In 1904, Houston's teaching career began when he was employed to teach English at Tuskegee University, where he remained until 1907. He left Tuskegee as "he had grown disenchanted" with the leadership of Booker T. Washington there. According to one account, Washington had manipulated Houston's pastor into passing on letters by Houston, which were critical of him. From 1907 until 1910 he taught at the Frederick Douglass High School in Baltimore. In 1910 he moved to Washington and was employed as an English teacher at M Street High School. By this time Houston had become well-known for his expertise in teaching English composition and in 1912 he was appointed head of the Department and Professor of English at Howard University. During his time at Howard, Houston was involved in campus activism and in protests against J. Stanley Durkee. He argued for changes to pedagogy and instruction, which would enable students to be more engaged with the curriculum. He also taught Old English poetry, and as such is one of the earliest known African-American academics to teach it. He remained at there until his resignation in 1919. Houston left Howard due to what he saw as a "long-standing racist campaign to limit the opportunities of Blacks”.

From Howard University he moved to Dunbar High School in Washington as Head of Business Practice. He then moved the position of Principal at Dunbar Night School. He moved back to Dunbar High School as Assistant Principal, then Principal. At the time of his death, Houston was Principal of the Armstrong Manual Training High School in Washington - a school he had joined in 1926.

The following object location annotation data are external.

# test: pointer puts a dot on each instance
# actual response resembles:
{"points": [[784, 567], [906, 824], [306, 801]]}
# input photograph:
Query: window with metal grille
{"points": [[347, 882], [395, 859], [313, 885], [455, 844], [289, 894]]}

Houston died on 24 June 1940.

== Selected publications ==
- Basic English Grammar (Globe Book Company, 1936).
- 'A Negro Senator' in The Journal of Negro History (July 1922).
- 'Reconstruction in the Teaching of English' in The Howard University Record (November 1919).
- 'Weaknesses of the Negro College' in The Crisis (1919).
- 'John Woolman's Efforts in Behalf of Freedom' in The Journal of Negro History (April 1917).

== Personal life ==
Whilst Houston was working at Tuskegee he married Dora Mayo Lawrence on 20 August 1907. They had two daughters: Dorothy and Ethel.

== Historiography ==
Proficient in Old English and Middle English, Houston was one of the earliest black professors who can be identified as teaching Old English poetry. He taught Old English poetry at Howard University and advocated for teaching that would meet the "practical needs of African-American students". Houston's 1919 article 'Reconstruction in the Teaching of English' was praised in The Classical Weekly, which made the point that if you substituted 'Latin' where Houston wrote 'English' his article would still be mostly accurate. It argued for changes to pedagogy to enable students to connect more closely to the texts. His work has been cited by historians such as Derryn Moten, Scott Zaluda and Mary Rambaran-Olm. Moten cited Houston's arguments for a curriculum more tailored to black experience in their work on collective bargaining in higher education. Zaluda considers that Houston's writings on literacy and teaching within the context of "nineteenth century racist criticisms of African American higher education". Rambaran-Olm argues that Houston's advocacy for "close-readings and appreciation" of Old English texts "some twenty years before Tolkien’s seminal piece on reading Beowulf as poetry" was written.